Задумавшись и чтобы хоть немного погреться, Никериал решил прогуляться по парку, что примыкал к госпиталю Парнаско. В нем частенько прогуливались больные, да и горожане не отказывали себе в удовольствии посидеть на кованных узорчатых скамейках, послушать шелест листвы и пение птиц, полюбоваться цветами на клумбах, которые каждый год высаживало руководство госпиталя на собственные средства. Но сейчас парк к сумеркам опустел и был едва освещен фонарями. Его клумбы укрыл снег, скамейки заледенели, а на голых деревьях вместо певчих птиц восседали вороны.
Потраченная энергия на свежем воздухе восстанавливалась медленно, но верно — еще немного и могло хватить на телепорт, а уж там Никериал надеялся понежиться в умелых руках своей жены и выпить кубок горячего глинтвейна.
Грезы о приятном отдыхе были столь сладки, что маг не сразу услышал и заметил, что по заснеженной дорожке к нему, спотыкаясь на ходу, бежала какая-то девушка.

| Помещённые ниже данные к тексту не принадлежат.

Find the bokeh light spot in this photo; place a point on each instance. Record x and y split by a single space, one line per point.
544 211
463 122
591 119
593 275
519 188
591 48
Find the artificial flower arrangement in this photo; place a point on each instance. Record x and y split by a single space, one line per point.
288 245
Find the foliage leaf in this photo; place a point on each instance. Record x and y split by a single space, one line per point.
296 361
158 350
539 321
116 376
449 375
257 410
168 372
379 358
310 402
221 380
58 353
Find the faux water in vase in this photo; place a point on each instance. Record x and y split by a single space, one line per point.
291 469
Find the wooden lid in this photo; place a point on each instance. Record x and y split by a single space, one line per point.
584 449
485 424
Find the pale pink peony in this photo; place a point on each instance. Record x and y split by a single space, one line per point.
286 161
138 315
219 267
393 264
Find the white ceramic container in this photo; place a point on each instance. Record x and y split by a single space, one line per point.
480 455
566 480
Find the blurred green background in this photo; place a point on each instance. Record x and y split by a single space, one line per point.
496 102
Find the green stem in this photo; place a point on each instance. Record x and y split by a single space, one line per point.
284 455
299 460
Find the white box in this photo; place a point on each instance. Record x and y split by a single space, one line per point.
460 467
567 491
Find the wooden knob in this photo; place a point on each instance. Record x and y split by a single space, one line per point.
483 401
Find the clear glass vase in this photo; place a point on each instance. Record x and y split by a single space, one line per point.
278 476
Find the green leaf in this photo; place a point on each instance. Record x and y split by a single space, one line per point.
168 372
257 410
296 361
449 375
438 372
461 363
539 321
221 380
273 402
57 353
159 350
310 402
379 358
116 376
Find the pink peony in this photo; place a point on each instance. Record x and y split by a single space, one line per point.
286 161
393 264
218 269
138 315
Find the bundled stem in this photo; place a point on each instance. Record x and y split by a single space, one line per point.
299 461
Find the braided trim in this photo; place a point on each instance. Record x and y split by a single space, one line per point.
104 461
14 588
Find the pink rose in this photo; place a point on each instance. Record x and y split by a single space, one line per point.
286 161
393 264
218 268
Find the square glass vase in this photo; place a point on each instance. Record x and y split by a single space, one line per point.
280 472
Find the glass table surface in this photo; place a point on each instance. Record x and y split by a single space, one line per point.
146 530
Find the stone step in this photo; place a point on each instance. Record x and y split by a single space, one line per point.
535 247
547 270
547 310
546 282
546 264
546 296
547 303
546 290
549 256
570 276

Даже не девушка, а девочка лет двенадцати в залатанном тулупе и кроличьей шапке. Она раскраснелась от бега, схватила Ника за шинель, невольно потянув вниз на себя и задыхаясь, прокричала:
— Господин, помогите!
Пальцы у девчушки были цепкие, а сама она решительно уперлась взглядом в целителя.
— Вы же оттуда, да? — она ткнула пальцем в видневшийся за деревьями госпиталь и, не дожидаясь ответа от мага, потянула его за шинель. — Батька мой помирает! Скорее!
Ник нахмурился и более внимательно посмотрел на девочку. Рукава ее тулупа, как и пальцы были измазаны в засохшей крови, на щеках застыли ледяными дорожками слезы, а глаза были расширены от страха за родного отца.
Он оглянулся в сторону родного госпиталя, вздохнул, понимая, что если она или он побегут за помощью (или же маг создаст вестника и дождется целителей), для ее отца будут потеряны спасительные минуты и принял решение.
Ник кивнул девочке, и помчался за ней вслед.
Мужчина думал, что никогда еще так быстро не бегал. Шустрая девчонка провела его через мост, пару переулков и подворотен, прежде, чем перед задыхающимся Ником не предстало какое-то здание складского типа. Уже окончательно стемнело, и вместо распахнутой створчатой двери зиял темный провал, из которого не доносилось ни шелеста, ни хрипов умирающего.